About 50 percent of the victims who endure hate crimes never report them, according to a recent Bureau of Justice Statistics report on hate crimes in America.

Specifically, 54 percent of the roughly 250,000 people who said they were victimized in recent years chose not to file a formal complaint with the authorities. To understand the data, The Matthew Shepard Foundation in Colorado launched a survey in February. So far, the survey has produced a modest 15 responses, according to Pro Publica.

The foundation asked Denver residents who notified them to explain why they did or did not report the incident to the police. The anonymous responses ranged from confusion about the definition of hate crimes; skepticism from law enforcement, and fear of retaliation.

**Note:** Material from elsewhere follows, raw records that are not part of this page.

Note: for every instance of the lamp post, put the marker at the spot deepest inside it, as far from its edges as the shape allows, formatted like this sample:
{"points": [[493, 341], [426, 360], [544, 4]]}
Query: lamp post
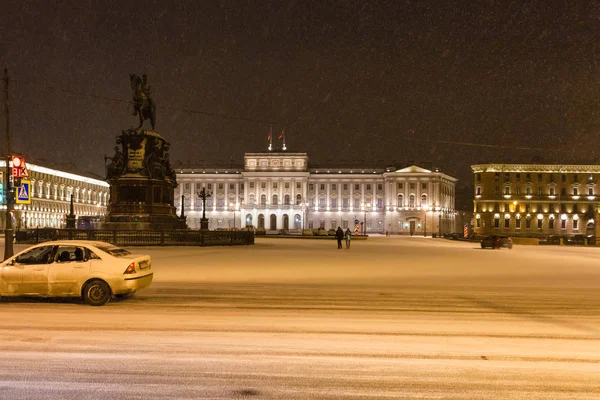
{"points": [[304, 208], [234, 207], [8, 231], [426, 208], [365, 206]]}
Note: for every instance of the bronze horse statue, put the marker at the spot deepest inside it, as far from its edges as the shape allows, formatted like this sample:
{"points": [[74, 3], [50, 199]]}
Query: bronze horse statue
{"points": [[143, 106]]}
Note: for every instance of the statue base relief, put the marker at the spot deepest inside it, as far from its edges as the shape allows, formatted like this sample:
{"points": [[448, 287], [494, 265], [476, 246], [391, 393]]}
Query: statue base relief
{"points": [[142, 184]]}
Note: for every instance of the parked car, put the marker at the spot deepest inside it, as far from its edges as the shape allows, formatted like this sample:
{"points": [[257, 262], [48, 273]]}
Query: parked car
{"points": [[95, 271], [496, 242], [576, 240], [550, 240]]}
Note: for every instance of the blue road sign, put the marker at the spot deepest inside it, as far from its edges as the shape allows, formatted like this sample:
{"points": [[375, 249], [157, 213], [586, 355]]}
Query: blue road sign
{"points": [[23, 192]]}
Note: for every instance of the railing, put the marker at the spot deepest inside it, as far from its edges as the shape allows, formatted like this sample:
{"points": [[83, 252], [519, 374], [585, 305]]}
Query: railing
{"points": [[140, 238]]}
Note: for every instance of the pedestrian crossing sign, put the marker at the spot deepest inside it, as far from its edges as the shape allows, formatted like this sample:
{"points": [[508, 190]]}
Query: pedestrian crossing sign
{"points": [[23, 192]]}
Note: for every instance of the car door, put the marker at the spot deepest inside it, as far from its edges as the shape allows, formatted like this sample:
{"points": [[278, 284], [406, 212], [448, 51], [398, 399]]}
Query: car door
{"points": [[68, 268], [35, 265]]}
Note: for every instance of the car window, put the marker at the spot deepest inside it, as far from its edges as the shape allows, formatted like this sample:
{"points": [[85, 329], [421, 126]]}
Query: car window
{"points": [[39, 255], [114, 251], [91, 255]]}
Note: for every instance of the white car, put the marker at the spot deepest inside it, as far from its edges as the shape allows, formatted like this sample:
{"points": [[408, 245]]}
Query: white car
{"points": [[95, 271]]}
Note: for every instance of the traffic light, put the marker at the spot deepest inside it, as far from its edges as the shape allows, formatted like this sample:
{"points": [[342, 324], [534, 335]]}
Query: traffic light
{"points": [[18, 166]]}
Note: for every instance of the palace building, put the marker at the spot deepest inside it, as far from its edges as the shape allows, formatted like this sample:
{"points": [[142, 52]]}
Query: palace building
{"points": [[50, 194], [280, 191], [535, 200]]}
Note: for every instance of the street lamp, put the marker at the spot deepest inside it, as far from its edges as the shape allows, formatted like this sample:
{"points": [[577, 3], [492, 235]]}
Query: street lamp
{"points": [[426, 208], [365, 206], [304, 207], [235, 207]]}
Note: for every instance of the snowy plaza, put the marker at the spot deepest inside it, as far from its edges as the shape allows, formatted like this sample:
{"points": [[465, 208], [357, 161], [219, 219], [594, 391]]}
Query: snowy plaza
{"points": [[391, 317]]}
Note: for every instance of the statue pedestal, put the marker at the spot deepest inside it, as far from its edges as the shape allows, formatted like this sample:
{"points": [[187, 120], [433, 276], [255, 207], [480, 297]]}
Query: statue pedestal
{"points": [[141, 194], [204, 223]]}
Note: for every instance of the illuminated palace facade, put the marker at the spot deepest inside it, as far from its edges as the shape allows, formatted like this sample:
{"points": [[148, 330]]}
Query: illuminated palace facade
{"points": [[535, 200], [278, 191], [50, 194]]}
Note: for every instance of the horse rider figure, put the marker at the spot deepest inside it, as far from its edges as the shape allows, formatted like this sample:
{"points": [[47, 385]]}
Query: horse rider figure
{"points": [[143, 105]]}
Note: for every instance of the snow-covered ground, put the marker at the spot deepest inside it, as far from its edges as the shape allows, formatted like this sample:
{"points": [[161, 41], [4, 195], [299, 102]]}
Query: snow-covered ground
{"points": [[388, 318]]}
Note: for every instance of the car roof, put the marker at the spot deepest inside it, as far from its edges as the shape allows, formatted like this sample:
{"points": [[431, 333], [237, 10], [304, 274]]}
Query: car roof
{"points": [[94, 243]]}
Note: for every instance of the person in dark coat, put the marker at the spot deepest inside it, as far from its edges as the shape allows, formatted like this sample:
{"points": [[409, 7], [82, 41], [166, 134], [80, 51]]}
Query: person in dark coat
{"points": [[339, 235]]}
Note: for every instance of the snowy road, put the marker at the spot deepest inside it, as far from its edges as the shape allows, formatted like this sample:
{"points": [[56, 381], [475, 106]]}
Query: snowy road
{"points": [[390, 318]]}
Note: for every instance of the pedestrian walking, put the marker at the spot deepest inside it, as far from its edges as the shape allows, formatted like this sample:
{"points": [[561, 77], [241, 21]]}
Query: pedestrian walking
{"points": [[348, 238], [339, 235]]}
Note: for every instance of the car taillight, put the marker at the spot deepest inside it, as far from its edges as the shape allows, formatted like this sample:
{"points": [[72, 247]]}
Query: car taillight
{"points": [[130, 269]]}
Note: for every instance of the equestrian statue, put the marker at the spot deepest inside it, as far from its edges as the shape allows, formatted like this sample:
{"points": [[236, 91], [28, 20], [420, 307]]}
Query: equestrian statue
{"points": [[143, 105]]}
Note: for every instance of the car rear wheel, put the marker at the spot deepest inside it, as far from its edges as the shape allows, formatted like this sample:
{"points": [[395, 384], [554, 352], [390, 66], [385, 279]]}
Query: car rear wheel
{"points": [[96, 293]]}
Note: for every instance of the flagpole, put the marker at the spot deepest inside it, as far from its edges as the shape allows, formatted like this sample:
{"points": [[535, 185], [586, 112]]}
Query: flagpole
{"points": [[270, 137]]}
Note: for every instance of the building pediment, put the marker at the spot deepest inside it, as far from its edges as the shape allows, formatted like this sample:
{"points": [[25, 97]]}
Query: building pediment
{"points": [[413, 169]]}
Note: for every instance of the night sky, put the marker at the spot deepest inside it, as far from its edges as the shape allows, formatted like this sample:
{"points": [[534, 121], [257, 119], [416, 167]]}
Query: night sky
{"points": [[444, 84]]}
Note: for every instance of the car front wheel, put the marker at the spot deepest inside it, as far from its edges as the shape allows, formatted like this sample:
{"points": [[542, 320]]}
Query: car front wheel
{"points": [[96, 293]]}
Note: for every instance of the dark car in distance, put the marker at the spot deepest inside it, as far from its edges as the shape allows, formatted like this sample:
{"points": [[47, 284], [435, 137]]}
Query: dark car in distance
{"points": [[496, 242], [579, 240], [551, 240]]}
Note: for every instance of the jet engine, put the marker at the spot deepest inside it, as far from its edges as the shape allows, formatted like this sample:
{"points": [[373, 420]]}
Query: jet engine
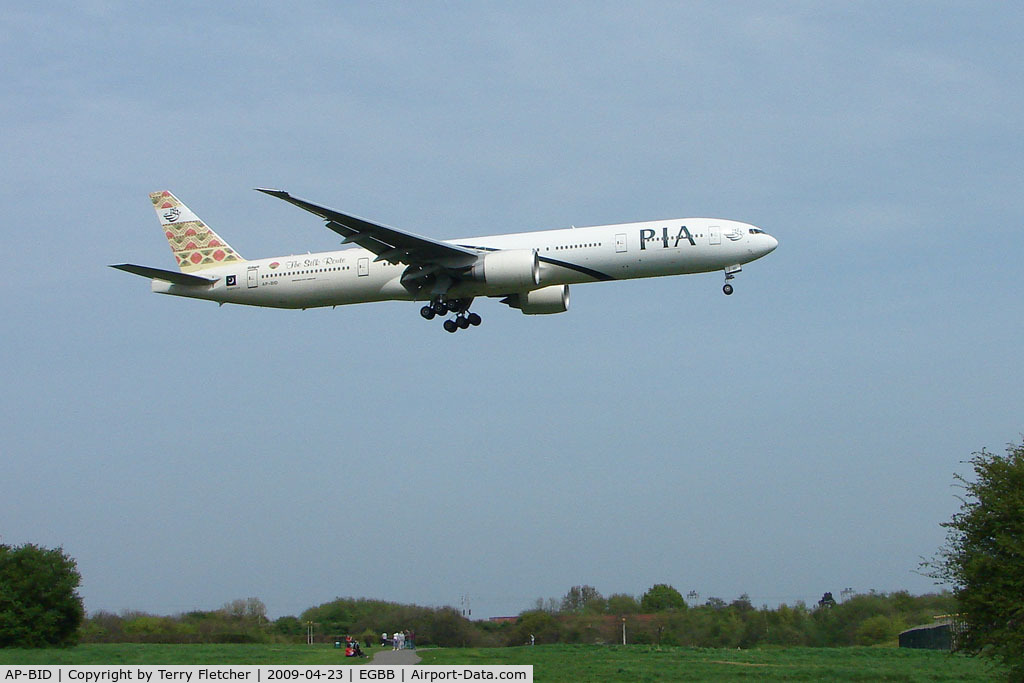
{"points": [[553, 299], [509, 269]]}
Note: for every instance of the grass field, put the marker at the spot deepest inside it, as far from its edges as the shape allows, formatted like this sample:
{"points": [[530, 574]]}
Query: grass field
{"points": [[573, 663], [170, 654]]}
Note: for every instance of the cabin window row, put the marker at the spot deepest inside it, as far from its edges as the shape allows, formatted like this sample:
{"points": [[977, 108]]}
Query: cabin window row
{"points": [[304, 272], [586, 246]]}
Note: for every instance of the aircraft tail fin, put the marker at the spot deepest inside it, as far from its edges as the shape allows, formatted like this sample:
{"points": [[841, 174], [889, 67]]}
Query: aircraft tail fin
{"points": [[196, 246]]}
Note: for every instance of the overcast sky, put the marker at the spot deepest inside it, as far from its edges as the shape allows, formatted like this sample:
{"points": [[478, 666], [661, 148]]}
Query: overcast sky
{"points": [[797, 437]]}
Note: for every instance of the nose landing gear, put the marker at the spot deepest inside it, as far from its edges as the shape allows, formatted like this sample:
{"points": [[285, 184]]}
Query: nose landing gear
{"points": [[730, 272]]}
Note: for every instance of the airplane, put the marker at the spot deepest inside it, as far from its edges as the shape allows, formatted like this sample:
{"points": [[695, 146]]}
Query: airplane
{"points": [[530, 271]]}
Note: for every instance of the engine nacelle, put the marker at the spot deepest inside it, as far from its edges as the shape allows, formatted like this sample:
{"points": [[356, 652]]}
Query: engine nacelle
{"points": [[553, 299], [509, 269]]}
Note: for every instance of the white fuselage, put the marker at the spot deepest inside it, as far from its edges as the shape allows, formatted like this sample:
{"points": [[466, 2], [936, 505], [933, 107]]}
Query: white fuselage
{"points": [[567, 256]]}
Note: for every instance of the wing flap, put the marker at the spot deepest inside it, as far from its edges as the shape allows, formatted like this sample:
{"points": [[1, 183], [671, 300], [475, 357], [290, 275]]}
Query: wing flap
{"points": [[388, 243], [172, 276]]}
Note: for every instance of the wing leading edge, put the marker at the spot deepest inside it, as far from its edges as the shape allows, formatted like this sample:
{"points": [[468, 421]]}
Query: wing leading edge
{"points": [[389, 244]]}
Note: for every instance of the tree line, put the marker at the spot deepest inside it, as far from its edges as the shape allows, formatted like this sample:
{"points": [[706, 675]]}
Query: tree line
{"points": [[583, 615], [982, 559]]}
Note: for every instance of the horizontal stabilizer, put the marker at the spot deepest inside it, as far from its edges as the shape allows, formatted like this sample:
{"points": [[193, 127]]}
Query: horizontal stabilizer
{"points": [[172, 276]]}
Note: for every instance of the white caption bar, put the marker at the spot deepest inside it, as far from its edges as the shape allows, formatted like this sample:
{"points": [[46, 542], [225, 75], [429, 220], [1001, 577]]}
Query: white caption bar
{"points": [[260, 674]]}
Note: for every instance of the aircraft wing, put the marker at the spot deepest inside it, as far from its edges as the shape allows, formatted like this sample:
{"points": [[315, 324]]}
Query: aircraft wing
{"points": [[173, 276], [389, 244]]}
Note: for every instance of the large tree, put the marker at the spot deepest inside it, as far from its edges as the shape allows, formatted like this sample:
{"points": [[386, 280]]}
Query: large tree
{"points": [[662, 597], [39, 603], [983, 557]]}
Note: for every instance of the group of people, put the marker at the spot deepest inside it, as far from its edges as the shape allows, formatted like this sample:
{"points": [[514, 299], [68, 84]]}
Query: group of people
{"points": [[399, 640], [352, 648]]}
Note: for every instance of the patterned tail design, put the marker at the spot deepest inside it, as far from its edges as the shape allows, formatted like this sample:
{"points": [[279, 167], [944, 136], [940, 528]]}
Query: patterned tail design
{"points": [[196, 246]]}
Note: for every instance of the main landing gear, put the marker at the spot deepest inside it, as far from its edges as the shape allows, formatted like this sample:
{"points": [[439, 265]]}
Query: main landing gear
{"points": [[730, 272], [442, 306]]}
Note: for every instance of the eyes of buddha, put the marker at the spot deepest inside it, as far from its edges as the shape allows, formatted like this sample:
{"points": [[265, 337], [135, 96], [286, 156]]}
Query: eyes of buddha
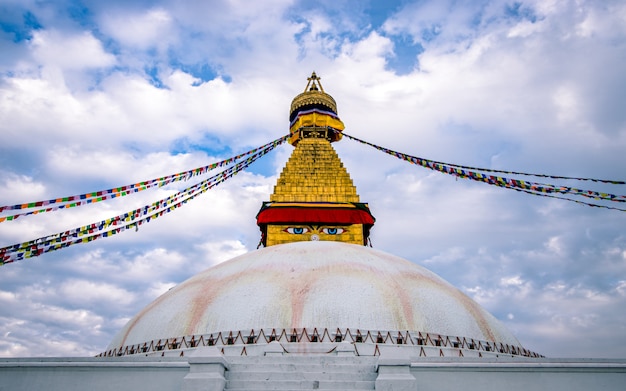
{"points": [[297, 230], [324, 230]]}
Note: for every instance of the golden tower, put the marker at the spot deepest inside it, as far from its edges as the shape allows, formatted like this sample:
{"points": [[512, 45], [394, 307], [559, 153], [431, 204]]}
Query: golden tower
{"points": [[314, 197]]}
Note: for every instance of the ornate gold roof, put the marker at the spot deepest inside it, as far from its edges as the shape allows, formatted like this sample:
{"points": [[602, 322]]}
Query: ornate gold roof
{"points": [[313, 95], [314, 173]]}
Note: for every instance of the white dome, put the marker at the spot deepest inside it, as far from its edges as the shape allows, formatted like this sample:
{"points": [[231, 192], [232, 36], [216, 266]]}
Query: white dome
{"points": [[305, 285]]}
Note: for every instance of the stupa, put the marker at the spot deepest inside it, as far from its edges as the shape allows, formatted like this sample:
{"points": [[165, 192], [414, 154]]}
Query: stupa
{"points": [[317, 308], [316, 286]]}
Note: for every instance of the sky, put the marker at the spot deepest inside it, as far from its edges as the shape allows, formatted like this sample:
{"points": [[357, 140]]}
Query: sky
{"points": [[96, 94]]}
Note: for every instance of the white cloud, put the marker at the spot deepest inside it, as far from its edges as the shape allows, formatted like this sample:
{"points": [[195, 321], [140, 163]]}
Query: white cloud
{"points": [[145, 29], [70, 52]]}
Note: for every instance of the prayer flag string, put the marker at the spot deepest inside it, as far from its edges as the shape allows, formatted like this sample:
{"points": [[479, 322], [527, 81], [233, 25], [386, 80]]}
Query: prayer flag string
{"points": [[55, 204], [540, 189], [128, 220]]}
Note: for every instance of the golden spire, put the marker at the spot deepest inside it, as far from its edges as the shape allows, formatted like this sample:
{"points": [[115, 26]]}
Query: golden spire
{"points": [[314, 197], [314, 114]]}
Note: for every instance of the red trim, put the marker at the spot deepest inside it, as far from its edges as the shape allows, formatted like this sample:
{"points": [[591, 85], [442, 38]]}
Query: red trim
{"points": [[314, 215]]}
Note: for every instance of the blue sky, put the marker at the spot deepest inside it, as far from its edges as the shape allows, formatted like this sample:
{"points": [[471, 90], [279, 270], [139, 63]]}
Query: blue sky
{"points": [[101, 94]]}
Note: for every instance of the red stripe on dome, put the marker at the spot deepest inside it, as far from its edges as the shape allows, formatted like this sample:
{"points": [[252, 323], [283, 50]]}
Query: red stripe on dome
{"points": [[314, 215]]}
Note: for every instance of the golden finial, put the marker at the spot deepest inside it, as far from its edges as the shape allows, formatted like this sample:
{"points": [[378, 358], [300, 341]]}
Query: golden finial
{"points": [[313, 95], [314, 83]]}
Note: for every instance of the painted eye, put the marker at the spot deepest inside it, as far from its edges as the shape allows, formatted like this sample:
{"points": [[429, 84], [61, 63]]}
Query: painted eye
{"points": [[333, 230], [297, 230]]}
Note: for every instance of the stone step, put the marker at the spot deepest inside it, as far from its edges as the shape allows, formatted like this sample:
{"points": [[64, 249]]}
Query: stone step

Here are some of the responses that the foundation received: For example, a gay woman said a drunk man screamed at her: “You f—g dykes are all going to hell.” Focused on fleeing the scene as quickly as possible, the woman said she did not know if the incident was a crime or “mean words.”

A Hispanic woman walking through her neighborhood wrote that she felt sexually harassed by passengers in a passing car. “Working or walking?” she said they asked her. She didn’t call police.

Black and gay, a man said someone threw an egg at his face at a rally against President Trump’s travel ban. When he contacted the Denver Police Department, “the dispatcher seemed unsympathetic,” he reported. “No police officer came to my assistance, although I felt I was in distress.”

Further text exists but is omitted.